That we're not seeing significant price sensitivity.
We are seeing that some of those suburban numbers are driven by the southeast and south central and the Katrina effect.
We see some of it as -- even in some suburban markets as driven by sort of compression, if you will, in those markets.
And so, at this point we're not prepared to sort of give you one single reason as the biggest cause for that, other than to note that it's the suburban markets where we were disappointed as the year began.
Unfortunately that's built over the quarter.
- Analyst
I know you said select service, I think, was 15% of your IMS, but, do you know what percentage that segment select service represents all percentages of your core lodging operating profits?
- EVP, CFO, President Continental European Lodging
I think select and extended stay is probably about 1/3, a little bit less, maybe 30% of our fees.
- SVP IR
International represented about 20% of total fees in the quarter.
But remember, international only contributed two months worth of performance in the quarter, so for the full year international would be a bit larger share of the total.
- Analyst
Okay.
And just one last question if I could.
On construction costs, I'm curious about any data points you guys are hearing, can you differentiate between, maybe, the construction costs per room excluding land, I guess, or where you see that today for full service and select service hotels, and maybe what change in construction costs you guys have observed out there?
- EVP, CFO, President Continental European Lodging
I'm going to take the opportunity to give you sort of a fuller answer than your question asked for and talk about supply just for a minute.
Real basic propositions here.
Supply starts are obviously driven by expectations for economic returns on individual hotel projects.
And those are driven by, again, really basically, the cost of land and the cost of construction as the investment.
And the EBITDA of hotel when it's forecasted to open.
And we spend all our time in this industry talking about RevPAR and margins as being the shorthand for understanding that RevPAR.
When the returns make sense, the projects are going to get started.
So if those things all come together in an economic proposition that makes sense, there will be people who invest.

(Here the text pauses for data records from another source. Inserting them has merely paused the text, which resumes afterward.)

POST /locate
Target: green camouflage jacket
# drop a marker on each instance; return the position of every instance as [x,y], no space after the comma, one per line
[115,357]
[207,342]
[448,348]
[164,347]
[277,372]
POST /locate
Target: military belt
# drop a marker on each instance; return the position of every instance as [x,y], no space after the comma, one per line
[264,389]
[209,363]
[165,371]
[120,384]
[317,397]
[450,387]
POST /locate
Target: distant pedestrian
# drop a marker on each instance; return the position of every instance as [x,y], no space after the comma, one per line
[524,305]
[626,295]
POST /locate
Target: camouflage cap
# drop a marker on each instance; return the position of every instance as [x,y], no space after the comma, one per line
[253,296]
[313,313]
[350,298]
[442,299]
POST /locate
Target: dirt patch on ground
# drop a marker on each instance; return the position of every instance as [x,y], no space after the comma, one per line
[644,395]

What's happened in the cost environment, compare this a little bit to 2000 and then we'll talk about it on a sort of current basis.
Compared to sort of peak growths, the way you look at '99 or 2000, land is dramatically more expensive today, and construction costs have grown at significantly higher rates than other cost categories.
And, by the way, today we are not seeing a decline in construction costs.
We occasionally see some folks speculating that with weakened residential market and some of those projects coming up that construction costs are coming down.
We're not seeing that.
In fact, we expect to see something more like 5% increase in construction costs 2007 versus 2006.
In any event, on the cost side, both land and construction costs have grown at dramatically higher than inflation rates over the last seven years.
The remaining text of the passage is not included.